During her downtime, she loves spending quality time with her husband and her three boys. She enjoys outdoor activities, and deepening her understanding about complex trauma. Leah also takes pleasure in flexing her creativity muscle through crafting, woodworking, and painting.
Q&A with Leah Parker
How does talking to someone help?
Most conversations we have in our daily lives are superficial. We are constantly filtering our thoughts, words, and actions to maintain social norms because we desire approval and acceptance. Unfortunately, this means the opportunity to fully put down the social mask is rare. The opportunity to talk to someone without the fear of being judged is freeing. Having all the restrictions and expectations stripped away creates a space to be vulnerable, and we can express the uncomfortable, embarrassing, and even shameful things that are bothering us. It is important to have this space, because when feelings are silenced they tend to grow and can become quite scary. The ability to give voice to your inner turmoil and have it reflected back gives clarity and insight. The very act of applying words to our experiences, feelings, and fears releases some of their energy and power over us. They start to become more manageable, and over time need less attention and resources.

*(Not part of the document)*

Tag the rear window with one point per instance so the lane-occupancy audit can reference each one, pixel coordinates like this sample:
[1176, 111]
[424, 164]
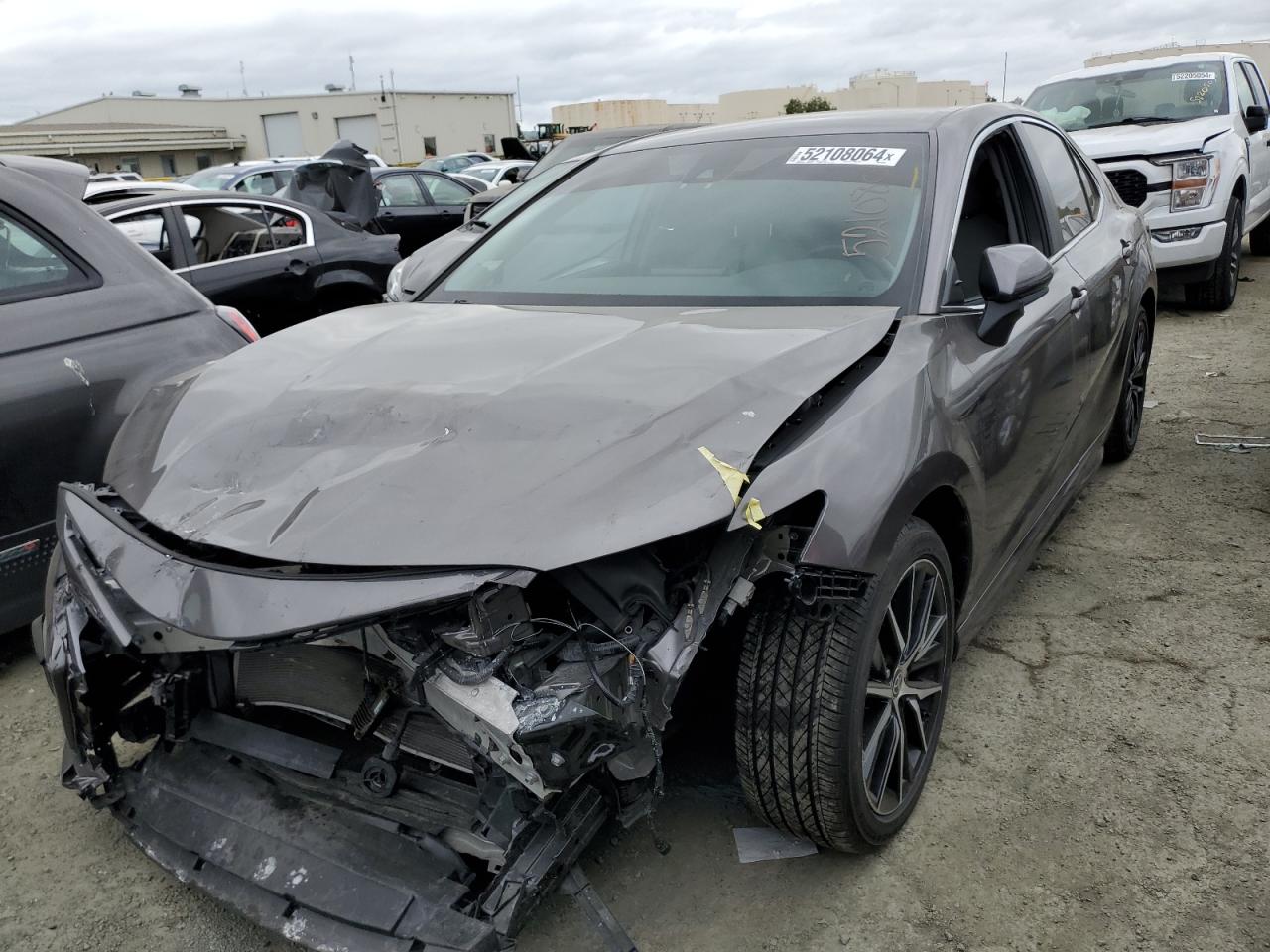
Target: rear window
[808, 220]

Another benefit of talking with someone is their ability to offer a fresh perspective and additional resources. It is easy to get stuck in a negative loop and only see the deficits in our lives. An outside perspective can help us find the silver lining, and remind us of our strengths. It is also easier for someone who is not directly affected by a problem to think of possible solutions we may not have. When facing difficult feelings it is comforting to have someone close. They are able to offer courage during our fear, be a calming source during the chaos, and act as a beacon of light in the darkness. In the event the feelings and thoughts become overwhelming, they can offer tools to ease the intensity. Finally allowing those big emotions to be tolerable and get the attention they need. In turn, the parts that are crying out have the opportunity to be heard, met and find peace.
What is your first question for a client, and why?
“If our time together provided you with everything you need to live your best life, how would you know our work was done?”. I phrase the question in this way for two reasons. First, I take a collaborative approach and want to ensure I have clarity about my client's goals right away. Having them explain what their best life looks like, gives us very clear and tangible goals to work towards. This way, I can ensure every decision I make during our time together is in service to their overarching desires. Second, It invites their mind to drift into a happy place. This shift in thinking allows the mind to accept the possibility of a positive outcome and sets a productive tone for the session.
What is the best thing you have learned from one of your people?
To be transparent, I really struggled with this question, because I don’t know that there is any one best thing! I think moreover, the best thing I have learned about people is how incredibly resilient people are. It has taught me no matter how ugly the scar, how deep the hole, scary the thought, or traumatic the event there is always hope for healing and growth. We can overcome our darkest moments, but sometimes we just need a little help finding the light to guide us.